Update the HAProxy configuration to allow traffic through normally, for example by reconfiguring the defaults' section timeouts and commenting out the tcp-request lines:

...
defaults:
    ...
    # timeouts for normal use when not performing upgrade (30s is just an example)
    timeout client          30s
    timeout server          30s
    # timeouts for upgrading to 2.30.0 and later (MUST be less than 30 minutes)
    #timeout client          10m
    #timeout server          10m
    ...
...
frontend piserver_front
    bind *:3001

    # delay every incoming request by the same amount as 'timeout client' is set to
    # delay for upgrading to 2.30.0 and later (MUST be less than 30 minutes)
    #tcp-request inspect-delay 10m
    #tcp-request content accept if WAIT_END

    stats uri /haproxy?stats
    default_backend piserver_feed

Monitor the nodes' /var/log/mdx-neo4j/debug.log files or use the curl command above, and once a master Neo4j instance is up, signal HAProxy to reload its configuration:
```
# service haproxy reload
```
Upgrade the Pi Client package, e.g. v2.30.0. It is envisioned that this will be done in an NFS store so all users of the client (scripts and people running it manually) will all have access to it at the same time. For example, on a CentOS system:
```
# yum upgrade -y mdx-picli.x86_64
```

Using this procedure in which HAProxy stalls traffic:

It is possible to upgrade PiServer even when the Neo4j extension schema changes. Additional time may be needed when the database has to be migrated to the new schema.
It is possible to upgrade Neo4j. If the Neo4j data store changes, additional time will be needed to migrate the database to the new store.

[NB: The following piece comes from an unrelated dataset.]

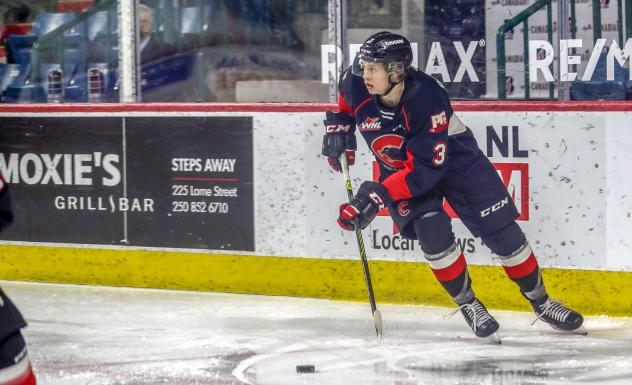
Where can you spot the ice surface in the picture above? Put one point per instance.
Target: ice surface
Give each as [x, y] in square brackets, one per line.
[106, 336]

HAProxy interaction between client timeout and incoming request delay

From the HAProxy Configuration Manual:

The timeout client <timeout> configuration applies when the client is expected to acknowledge or send data. It is highly recommended that the client timeout remains equal to the server timeout in order to avoid complex situations to debug. This parameter is specific to frontends, but can be specified once for all in "defaults" sections.
The tcp-request inspect-delay <timeout> configuration is used to set the maximum allowed time to wait for data during content inspection. This statement simply enables withholding of data for at most the specified amount of time. The client timeout must cover at least the inspection delay, otherwise it will expire first.
The tcp-request content accept if WAIT_END configuration either returns true when the inspection period is over, or does not fetch.

From the above information and by testing it was found that the timeout client timeout value must be greater than or equal to the tcp-request inspect-delay timeout value. Otherwise, under normal operations in which requests proceed to completion with the delay, after the timeout client period HAProxy determines that the client is not present and after four times the timeout client period the request returns in error (a pi command will return a traceback indicating "Can't parse headers").

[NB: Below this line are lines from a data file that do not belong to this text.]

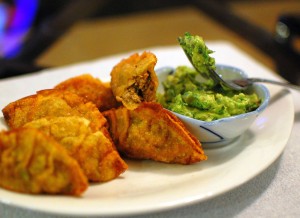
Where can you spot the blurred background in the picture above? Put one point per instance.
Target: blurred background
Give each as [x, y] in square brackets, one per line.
[38, 34]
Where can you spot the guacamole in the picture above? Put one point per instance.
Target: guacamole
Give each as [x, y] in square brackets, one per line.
[198, 54]
[186, 94]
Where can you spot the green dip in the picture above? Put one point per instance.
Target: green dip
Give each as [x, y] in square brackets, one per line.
[193, 93]
[187, 95]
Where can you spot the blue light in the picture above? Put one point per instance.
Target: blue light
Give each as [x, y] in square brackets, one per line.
[15, 24]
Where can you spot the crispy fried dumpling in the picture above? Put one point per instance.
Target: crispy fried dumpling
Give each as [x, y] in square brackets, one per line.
[93, 150]
[152, 132]
[65, 115]
[32, 162]
[134, 80]
[51, 103]
[92, 89]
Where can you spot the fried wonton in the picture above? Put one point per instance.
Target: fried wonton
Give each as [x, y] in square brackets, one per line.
[92, 89]
[51, 103]
[134, 80]
[93, 150]
[152, 132]
[32, 162]
[96, 153]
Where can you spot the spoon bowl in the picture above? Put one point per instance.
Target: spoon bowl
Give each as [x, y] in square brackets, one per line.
[222, 131]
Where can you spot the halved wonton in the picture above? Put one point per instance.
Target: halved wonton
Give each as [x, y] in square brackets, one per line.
[152, 132]
[32, 162]
[134, 80]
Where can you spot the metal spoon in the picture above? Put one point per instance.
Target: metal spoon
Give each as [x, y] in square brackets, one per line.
[240, 84]
[244, 83]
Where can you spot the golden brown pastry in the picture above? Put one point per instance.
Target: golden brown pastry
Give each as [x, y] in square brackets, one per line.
[134, 80]
[93, 150]
[79, 126]
[152, 132]
[92, 89]
[31, 162]
[51, 103]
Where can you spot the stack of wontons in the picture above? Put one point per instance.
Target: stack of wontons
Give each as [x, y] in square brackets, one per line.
[62, 138]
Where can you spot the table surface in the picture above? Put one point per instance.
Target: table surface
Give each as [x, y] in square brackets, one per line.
[273, 193]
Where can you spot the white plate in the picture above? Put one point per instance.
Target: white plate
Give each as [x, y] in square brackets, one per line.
[148, 186]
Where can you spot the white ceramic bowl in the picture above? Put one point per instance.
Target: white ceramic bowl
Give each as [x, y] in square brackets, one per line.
[223, 131]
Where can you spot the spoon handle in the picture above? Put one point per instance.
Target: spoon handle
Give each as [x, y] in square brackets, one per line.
[288, 85]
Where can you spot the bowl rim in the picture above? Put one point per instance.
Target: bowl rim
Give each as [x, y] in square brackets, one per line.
[257, 111]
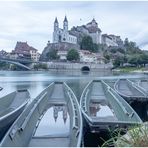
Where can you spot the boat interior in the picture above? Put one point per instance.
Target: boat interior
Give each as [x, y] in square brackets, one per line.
[52, 119]
[127, 88]
[102, 104]
[12, 101]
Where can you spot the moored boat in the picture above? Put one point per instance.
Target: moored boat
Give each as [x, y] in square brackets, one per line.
[31, 130]
[129, 91]
[103, 108]
[11, 106]
[143, 84]
[1, 88]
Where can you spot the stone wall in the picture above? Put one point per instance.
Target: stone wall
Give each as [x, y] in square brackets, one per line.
[57, 46]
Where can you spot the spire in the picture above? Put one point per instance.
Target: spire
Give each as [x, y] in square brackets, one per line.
[65, 20]
[56, 20]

Under the previous section's sequence of operations, in which the delay is removed after the upgrade is complete and HAProxy signaled to reload its configuration, a delayed pi command will return without error after the timeout client period, starting upon the issuance of the pi command.

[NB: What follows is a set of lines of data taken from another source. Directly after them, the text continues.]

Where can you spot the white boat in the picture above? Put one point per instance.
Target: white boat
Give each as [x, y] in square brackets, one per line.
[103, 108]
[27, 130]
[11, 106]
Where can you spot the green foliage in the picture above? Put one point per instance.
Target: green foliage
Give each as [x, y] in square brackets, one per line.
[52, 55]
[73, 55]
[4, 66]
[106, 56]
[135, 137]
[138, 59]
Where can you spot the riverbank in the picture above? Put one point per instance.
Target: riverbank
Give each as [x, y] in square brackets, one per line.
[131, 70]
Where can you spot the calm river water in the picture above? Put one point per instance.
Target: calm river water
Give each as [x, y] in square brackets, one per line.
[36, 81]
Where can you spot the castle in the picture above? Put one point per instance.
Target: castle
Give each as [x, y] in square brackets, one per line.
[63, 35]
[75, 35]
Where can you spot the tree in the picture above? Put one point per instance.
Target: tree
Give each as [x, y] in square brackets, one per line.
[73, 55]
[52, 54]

Note that as of IPLM Server version 2.30.0, the authorization tolerance period between the issuance of a command by IPLM Client and the reception of a command by PiServer has been extended to 30 minutes. This means that the timeout client timeout value, and by the recommendation to keep the timeout server timeout value the same, and the tcp-request inspect-delay timeout value can all be set to a bit less than 30 minutes. But whatever timeout client is set to, the delayed pi commands will return upon the expiry of the timeout client period. It may take some experimentation to see how quickly an upgrade can be done, and set the timeout client, timeout server, and tcp-request inspect-delay timeout values to something a bit more than the time it takes to upgrade so as to not unnecessarily delay the requests.

IPLM Server Upgrade Note:

When upgrading the IPLM Server, please upgrade the IPLM Server Neo4j plugin on ALL nodes in the cluster. The mdx-piserver version and the mdx-piserver-neo4j-plugin must be at the same version.